Cada tema estudado nos gerou incontáveis perguntas que aqui não foi
possível acolher, as quais pretendemos seguir estudando. Questões que, de um
lado, poderiam ser reunidas sob o tema de uma clínica psicanalítica atravessada
pela musicalidade dos sujeitos e, mais até, pela própria música, não mais como arte,
mas possibilitando a fala. Seja no campo da neurose como da psicose. Que lugar
poderia ter a música no tratamento analítico e, mais especificamente, na psicose?
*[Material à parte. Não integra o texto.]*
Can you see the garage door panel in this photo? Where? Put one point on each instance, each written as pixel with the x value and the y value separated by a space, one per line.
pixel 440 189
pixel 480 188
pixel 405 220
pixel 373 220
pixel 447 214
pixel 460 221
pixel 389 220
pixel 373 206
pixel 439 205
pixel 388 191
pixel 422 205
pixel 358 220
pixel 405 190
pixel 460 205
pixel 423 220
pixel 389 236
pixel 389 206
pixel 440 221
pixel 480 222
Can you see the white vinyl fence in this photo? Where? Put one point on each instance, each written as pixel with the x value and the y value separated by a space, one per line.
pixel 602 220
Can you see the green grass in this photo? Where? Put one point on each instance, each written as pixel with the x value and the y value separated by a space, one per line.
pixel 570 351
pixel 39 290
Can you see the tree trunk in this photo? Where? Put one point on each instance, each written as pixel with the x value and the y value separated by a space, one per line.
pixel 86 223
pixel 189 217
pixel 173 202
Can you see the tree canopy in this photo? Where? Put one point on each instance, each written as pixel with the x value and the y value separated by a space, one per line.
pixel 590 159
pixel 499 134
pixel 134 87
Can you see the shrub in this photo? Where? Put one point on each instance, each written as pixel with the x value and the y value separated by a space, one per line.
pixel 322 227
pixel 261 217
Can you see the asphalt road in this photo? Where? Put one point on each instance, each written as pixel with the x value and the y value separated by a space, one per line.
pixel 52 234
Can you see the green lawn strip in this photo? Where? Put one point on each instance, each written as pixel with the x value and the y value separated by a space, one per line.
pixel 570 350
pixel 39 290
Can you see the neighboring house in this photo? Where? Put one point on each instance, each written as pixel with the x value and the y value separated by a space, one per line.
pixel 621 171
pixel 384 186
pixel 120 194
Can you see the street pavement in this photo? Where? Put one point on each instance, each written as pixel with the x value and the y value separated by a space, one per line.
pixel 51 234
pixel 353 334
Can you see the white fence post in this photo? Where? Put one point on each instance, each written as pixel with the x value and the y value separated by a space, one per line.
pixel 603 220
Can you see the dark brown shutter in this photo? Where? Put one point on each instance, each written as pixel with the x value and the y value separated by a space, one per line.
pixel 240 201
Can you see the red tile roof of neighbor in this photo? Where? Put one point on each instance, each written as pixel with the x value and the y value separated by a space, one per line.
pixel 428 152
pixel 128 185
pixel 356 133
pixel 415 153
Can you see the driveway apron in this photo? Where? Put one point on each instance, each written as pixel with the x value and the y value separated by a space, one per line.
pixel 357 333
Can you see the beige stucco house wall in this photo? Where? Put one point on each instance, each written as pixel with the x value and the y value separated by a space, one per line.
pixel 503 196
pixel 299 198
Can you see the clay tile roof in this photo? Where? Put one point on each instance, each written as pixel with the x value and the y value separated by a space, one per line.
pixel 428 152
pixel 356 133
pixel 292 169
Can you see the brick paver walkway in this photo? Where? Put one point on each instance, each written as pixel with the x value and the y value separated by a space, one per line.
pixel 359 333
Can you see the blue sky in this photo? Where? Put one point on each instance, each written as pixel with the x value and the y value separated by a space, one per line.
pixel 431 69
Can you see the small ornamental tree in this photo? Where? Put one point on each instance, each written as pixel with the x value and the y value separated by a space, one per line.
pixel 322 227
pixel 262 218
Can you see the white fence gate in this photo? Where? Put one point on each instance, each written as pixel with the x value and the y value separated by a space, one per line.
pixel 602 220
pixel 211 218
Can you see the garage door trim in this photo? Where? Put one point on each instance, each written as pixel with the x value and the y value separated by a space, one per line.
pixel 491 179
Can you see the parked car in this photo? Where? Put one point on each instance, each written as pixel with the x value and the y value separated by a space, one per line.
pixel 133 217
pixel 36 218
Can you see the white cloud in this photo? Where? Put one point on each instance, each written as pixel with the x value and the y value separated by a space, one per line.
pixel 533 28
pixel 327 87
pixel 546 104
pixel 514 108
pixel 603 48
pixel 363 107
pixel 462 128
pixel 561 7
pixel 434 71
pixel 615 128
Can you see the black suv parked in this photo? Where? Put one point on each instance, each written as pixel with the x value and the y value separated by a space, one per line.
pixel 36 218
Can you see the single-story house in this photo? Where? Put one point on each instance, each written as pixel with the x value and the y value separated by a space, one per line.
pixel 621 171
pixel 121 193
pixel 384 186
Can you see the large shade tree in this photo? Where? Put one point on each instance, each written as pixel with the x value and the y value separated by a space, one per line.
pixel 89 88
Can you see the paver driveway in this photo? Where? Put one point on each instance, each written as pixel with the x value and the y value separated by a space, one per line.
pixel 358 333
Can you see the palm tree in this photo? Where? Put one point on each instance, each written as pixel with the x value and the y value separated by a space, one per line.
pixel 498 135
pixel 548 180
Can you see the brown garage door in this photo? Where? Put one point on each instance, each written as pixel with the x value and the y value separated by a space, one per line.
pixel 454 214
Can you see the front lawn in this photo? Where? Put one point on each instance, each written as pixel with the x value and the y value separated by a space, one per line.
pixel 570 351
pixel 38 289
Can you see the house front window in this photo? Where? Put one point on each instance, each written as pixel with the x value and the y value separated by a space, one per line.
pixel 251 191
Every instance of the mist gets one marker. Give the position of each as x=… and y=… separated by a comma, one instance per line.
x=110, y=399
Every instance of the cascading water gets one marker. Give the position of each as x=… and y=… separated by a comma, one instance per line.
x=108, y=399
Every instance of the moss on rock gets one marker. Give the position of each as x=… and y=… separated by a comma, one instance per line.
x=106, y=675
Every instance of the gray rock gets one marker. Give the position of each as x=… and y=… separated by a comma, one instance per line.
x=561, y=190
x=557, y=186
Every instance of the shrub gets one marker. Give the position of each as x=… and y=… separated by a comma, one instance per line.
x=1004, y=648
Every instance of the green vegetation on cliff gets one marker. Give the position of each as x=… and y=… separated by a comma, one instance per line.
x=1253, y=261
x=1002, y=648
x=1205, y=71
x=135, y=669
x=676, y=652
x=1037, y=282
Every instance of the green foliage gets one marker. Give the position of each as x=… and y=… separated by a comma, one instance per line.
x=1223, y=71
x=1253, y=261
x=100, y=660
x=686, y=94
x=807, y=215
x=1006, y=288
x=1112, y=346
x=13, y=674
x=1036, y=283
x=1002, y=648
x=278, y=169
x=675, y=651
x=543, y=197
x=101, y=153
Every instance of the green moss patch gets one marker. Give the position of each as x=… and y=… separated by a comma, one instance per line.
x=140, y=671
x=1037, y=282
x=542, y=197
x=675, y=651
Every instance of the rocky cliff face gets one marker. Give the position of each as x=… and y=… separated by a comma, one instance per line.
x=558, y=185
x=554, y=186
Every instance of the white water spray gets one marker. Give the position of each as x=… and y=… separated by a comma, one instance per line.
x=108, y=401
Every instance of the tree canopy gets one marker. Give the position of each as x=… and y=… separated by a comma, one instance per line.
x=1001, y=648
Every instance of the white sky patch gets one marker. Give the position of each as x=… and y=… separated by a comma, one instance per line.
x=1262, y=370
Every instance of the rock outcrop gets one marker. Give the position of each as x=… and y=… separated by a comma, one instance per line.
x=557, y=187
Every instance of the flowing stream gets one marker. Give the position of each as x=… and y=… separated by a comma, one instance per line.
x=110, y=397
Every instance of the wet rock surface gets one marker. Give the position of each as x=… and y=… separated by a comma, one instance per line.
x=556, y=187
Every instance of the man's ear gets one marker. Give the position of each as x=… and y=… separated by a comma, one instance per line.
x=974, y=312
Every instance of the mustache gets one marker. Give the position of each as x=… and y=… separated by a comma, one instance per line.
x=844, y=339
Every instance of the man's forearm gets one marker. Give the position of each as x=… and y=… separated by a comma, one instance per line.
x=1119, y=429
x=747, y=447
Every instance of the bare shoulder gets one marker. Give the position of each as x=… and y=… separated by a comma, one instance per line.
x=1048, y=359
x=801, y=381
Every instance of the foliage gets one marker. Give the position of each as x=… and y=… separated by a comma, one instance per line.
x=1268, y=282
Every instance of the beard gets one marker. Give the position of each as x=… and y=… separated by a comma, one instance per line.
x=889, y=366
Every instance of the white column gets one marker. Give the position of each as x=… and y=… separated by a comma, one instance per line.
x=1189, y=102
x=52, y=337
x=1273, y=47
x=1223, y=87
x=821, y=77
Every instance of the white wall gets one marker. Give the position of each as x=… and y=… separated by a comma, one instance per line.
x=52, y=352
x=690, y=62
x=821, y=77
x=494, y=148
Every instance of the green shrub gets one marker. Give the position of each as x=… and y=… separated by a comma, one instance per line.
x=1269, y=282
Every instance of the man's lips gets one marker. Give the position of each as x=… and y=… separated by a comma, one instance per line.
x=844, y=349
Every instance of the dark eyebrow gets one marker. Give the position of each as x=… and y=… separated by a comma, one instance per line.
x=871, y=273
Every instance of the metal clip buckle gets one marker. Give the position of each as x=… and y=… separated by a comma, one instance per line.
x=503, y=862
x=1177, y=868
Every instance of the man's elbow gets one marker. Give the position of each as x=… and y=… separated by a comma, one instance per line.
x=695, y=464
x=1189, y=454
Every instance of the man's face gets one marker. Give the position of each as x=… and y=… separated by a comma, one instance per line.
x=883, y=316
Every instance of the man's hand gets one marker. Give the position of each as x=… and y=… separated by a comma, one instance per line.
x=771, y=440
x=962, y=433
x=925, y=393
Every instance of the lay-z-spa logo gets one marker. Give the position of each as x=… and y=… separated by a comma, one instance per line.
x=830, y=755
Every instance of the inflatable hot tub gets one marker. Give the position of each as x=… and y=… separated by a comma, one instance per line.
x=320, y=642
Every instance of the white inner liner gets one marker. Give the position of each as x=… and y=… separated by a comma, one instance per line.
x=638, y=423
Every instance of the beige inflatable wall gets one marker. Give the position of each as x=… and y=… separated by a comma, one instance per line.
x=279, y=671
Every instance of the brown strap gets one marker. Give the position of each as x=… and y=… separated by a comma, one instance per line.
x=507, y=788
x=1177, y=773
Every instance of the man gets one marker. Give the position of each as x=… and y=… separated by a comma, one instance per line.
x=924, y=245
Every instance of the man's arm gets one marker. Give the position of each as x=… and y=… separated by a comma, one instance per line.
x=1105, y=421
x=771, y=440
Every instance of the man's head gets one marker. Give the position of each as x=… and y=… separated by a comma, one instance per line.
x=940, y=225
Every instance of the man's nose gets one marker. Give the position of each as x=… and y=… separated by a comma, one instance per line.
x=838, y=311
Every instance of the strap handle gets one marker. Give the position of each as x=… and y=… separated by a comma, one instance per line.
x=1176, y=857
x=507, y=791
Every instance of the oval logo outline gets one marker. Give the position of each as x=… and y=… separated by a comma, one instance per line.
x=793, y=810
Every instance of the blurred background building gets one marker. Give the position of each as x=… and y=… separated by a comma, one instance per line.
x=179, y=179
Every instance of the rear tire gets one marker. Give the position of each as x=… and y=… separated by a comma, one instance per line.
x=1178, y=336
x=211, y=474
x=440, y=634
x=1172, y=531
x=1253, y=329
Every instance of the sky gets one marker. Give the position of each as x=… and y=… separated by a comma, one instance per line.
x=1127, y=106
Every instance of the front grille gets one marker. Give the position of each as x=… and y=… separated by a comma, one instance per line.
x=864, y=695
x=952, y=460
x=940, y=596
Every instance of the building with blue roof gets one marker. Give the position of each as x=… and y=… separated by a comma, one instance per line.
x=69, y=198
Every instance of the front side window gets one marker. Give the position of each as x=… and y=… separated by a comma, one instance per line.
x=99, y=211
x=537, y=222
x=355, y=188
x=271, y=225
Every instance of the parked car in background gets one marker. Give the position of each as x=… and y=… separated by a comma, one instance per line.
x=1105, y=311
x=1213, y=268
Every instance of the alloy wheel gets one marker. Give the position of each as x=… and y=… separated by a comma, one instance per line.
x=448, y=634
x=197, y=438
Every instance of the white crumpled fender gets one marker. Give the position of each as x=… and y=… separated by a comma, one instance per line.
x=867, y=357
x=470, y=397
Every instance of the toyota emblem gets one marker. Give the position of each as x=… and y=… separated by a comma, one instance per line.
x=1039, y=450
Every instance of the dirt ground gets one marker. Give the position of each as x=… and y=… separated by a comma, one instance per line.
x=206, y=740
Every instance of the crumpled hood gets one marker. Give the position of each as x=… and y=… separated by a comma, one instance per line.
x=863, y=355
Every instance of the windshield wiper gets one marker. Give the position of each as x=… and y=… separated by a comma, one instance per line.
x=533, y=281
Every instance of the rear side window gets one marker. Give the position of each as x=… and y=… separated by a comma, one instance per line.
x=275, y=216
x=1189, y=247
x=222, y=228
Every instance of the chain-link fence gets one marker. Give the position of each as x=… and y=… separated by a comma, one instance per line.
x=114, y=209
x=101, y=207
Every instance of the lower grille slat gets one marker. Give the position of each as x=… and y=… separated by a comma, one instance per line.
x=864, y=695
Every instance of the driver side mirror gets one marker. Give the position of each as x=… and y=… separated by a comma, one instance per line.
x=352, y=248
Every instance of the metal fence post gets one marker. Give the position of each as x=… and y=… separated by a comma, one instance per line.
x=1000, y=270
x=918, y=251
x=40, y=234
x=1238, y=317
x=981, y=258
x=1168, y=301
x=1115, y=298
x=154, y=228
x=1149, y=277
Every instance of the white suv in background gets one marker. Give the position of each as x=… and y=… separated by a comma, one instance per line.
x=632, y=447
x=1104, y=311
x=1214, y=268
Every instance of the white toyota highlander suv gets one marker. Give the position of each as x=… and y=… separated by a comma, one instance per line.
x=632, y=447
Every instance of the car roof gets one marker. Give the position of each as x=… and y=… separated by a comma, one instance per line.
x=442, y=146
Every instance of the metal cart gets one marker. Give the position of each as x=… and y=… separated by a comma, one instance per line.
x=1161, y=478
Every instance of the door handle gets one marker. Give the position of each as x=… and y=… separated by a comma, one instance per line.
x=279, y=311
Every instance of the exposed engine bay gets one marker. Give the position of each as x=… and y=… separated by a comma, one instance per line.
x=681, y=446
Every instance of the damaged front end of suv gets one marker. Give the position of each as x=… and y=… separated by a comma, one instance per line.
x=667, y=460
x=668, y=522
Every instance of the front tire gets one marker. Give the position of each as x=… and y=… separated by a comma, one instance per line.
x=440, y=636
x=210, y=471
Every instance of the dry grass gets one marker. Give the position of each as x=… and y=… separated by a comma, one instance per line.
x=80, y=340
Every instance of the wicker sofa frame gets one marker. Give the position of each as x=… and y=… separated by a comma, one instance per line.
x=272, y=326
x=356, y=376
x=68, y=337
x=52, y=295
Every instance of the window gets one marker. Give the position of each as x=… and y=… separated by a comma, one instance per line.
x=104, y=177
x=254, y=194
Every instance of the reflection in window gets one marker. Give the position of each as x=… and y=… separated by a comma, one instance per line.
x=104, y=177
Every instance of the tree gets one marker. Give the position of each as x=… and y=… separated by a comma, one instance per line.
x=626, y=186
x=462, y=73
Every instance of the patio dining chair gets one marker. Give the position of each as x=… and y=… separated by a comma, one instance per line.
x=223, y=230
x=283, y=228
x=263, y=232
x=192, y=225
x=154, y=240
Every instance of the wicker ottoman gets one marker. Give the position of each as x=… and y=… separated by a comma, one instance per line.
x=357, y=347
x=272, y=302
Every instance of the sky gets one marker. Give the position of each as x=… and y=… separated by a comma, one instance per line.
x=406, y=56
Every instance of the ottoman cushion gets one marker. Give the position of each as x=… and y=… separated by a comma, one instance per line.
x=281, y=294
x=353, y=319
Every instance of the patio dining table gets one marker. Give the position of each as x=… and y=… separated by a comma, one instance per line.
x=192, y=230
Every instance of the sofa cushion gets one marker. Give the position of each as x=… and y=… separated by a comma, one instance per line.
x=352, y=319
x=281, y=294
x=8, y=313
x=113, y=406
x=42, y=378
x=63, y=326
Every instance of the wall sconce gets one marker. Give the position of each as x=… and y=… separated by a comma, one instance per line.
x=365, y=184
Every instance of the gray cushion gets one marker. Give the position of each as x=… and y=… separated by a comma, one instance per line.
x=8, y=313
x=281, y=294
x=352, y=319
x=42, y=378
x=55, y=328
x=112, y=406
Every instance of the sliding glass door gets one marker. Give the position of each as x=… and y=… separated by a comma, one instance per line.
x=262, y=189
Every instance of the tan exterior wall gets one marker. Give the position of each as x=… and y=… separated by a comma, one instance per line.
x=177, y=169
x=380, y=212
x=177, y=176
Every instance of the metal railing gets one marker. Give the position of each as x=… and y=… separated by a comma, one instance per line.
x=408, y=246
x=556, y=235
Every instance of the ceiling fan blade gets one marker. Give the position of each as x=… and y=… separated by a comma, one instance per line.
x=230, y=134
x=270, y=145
Pensando-se na musicalidade na constituição dos sujeitos, como poderia a música
atuar em pacientes em idades precoces ou em casos de autismo? Com isso,
retomamos reflexões e casos clínicos antigos sob nova ótica e abrimos nossa escuta
para o inaudito em cada sessão, percebendo os efeitos que este estudo vem tendo
sobre nossa atuação.
E, por outro lado, questões variadas que se encaminham para um novo
recorte sobre esta articulação entre a arte musical e a psicanálise, que indagam
sobre as conseqüências do modo de criação pós-tonal sobre os sujeitos envolvidos
e agarrados, para retomar a idéia freudiana sobre os efeitos da música presente em
O Moisés de Michelangelo, por esta forma de construção em torno do vazio que,
certamente, é outra que não a do tonalismo com sua convergência para um centro,
uma tonalidade que, dentro das inúmeras tensões e manobras com o material
musical, visa uma resolução.
Por hora, fechamos aqui, apontando estes restos que não pretendemos calar,
assim como percebemos haver tantos outros no decorrer do trabalho. Fechamos
sem de fato fechar. Alguns enigmas se aquietaram e outros surgiram ou se
intensificaram. Lembrando Clarice Lispector (1999: 41), podemos dizer apenas que
“a criação”, seja ela qual for, “não é uma compreensão, é um novo mistério”.
85 Ao pensarmos neste ponto, nos vem à mente o refrão de uma canção da cantora Regina Spektor, Reading time with Pickle, do álbum Songs, de 2002, em que o amor aparece como resposta a algo que falta. Ela nos canta: “Love is the answer to a question that I have forgotten, but I know I’ve been asked and the answer has got to be love” (O amor é a resposta para uma pergunta de que me esqueci, mas sei que fui perguntada e a resposta tem que ser amor).